BOLCHEVISME
Le terme de bolchevisme, dérivé du substantif abstrait bolchinstvo (majorité), désigne la théorie révolutionnaire de Lénine et la praxis du Parti bolchevique dont celui-ci fut le fondateur, le dirigeant et le stratège. Les origines et l'évolution sémantique de ce mot, lointain souvenir d'un jargon d'exilés qui n'est entré dans le langage politique qu'à partir de la révolution de 1917, illustrent les vicissitudes, les métamorphoses du phénomène même qu'il désigne.

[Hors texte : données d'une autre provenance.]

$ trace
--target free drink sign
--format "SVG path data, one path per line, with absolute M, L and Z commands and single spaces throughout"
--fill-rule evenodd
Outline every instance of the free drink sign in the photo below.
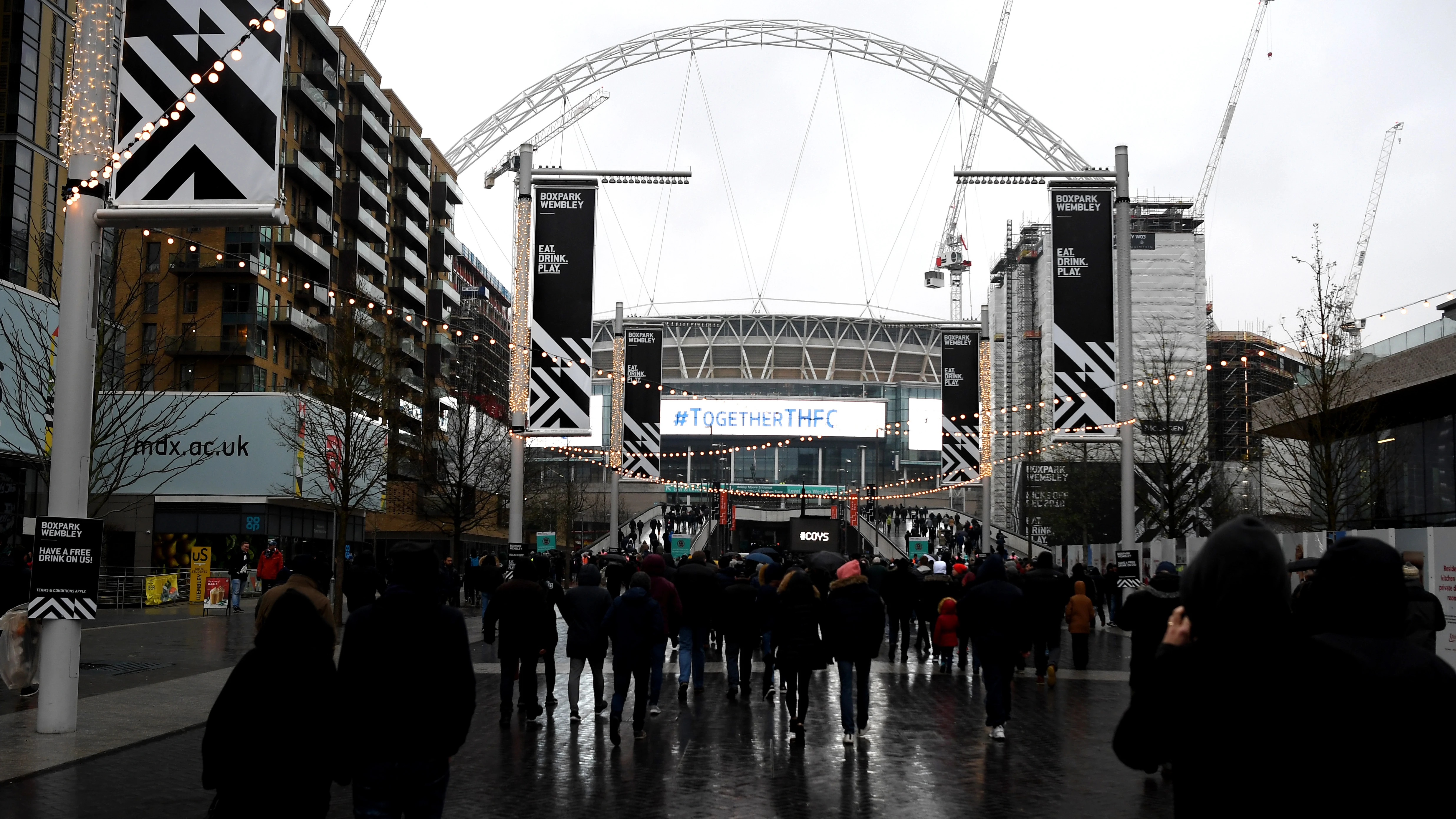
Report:
M 96 619 L 102 522 L 95 517 L 36 517 L 31 573 L 31 619 Z

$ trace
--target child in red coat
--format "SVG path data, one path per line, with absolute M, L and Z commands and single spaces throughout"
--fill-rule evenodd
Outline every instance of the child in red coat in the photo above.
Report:
M 935 618 L 935 632 L 930 635 L 930 643 L 935 646 L 936 665 L 951 670 L 955 646 L 960 643 L 955 627 L 961 624 L 961 618 L 955 616 L 955 600 L 951 597 L 941 600 L 939 612 L 941 615 Z

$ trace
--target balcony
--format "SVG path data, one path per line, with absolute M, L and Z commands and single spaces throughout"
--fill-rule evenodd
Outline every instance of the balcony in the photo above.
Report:
M 169 335 L 166 344 L 167 356 L 210 356 L 218 358 L 252 358 L 248 351 L 248 338 L 239 335 Z
M 396 254 L 393 256 L 389 256 L 389 261 L 395 262 L 396 265 L 408 267 L 411 273 L 415 273 L 421 278 L 430 275 L 430 268 L 425 267 L 425 259 L 419 258 L 419 254 L 411 251 L 403 245 L 395 245 L 395 251 Z
M 274 307 L 272 324 L 274 326 L 288 326 L 297 329 L 298 332 L 312 335 L 319 341 L 329 340 L 329 328 L 319 324 L 317 319 L 303 312 L 300 307 Z
M 293 249 L 301 259 L 314 265 L 325 275 L 328 275 L 329 267 L 333 264 L 333 255 L 329 251 L 319 246 L 317 242 L 296 227 L 280 227 L 274 239 L 274 246 Z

« D'abord, c'est un mot parfaitement incolore » (Berdiaev). Son origine remonte à 1903, au IIe congrès du P.O.S.D.R. (Parti ouvrier social-démocrate de Russie). Réuni initialement à Bruxelles, puis contraint de siéger à Londres, ce congrès fut le point de départ de la plus grave division qu'ait connue la social-démocratie. Après le congrès, pour désigner les protagonistes des deux tendances majeures qui s'y étaient affrontées, on nomma « bolcheviks » (c'est-à-dire membres de la majorité) les partisans de la conception de Lénine, et « mencheviks » (minoritaires) ceux dont le chef de file fut Martov.
Les origines
Lors du IIe congrès du P.O.S.D.R., les divergences éclatèrent à propos de l'article premier des statuts, sur la question de savoir qui serait considéré comme membre du parti. Celui qui « en reconnaît le programme et soutient le parti tant par des moyens matériels que par sa participation personnelle dans une des organisations du parti », selon la formulation de Lénine, ou celui qui, en reconnaissant son programme, « coopère personnellement et régulièrement sous la direction de l'une des organisations du parti », selon celle de Martov ? Discussion oiseuse en apparence. En fait, les divergences sur le problème masquaient des dissensions plus profondes sur l'interprétation de la théorie marxiste de la révolution dans les conditions propres à la Russie. L'apparition et le développement du bolchevisme, en tant que théorie et praxis mûries en un long processus, doivent être situés dans un double contexte dont la complémentarité est organique : celui de la société russe industriellement peu développée, à l'orée de la révolution bourgeoise destinée à renverser l'autocratie tsariste, et celui de la doctrine marxiste, dans son évolution historique et dans son cadre.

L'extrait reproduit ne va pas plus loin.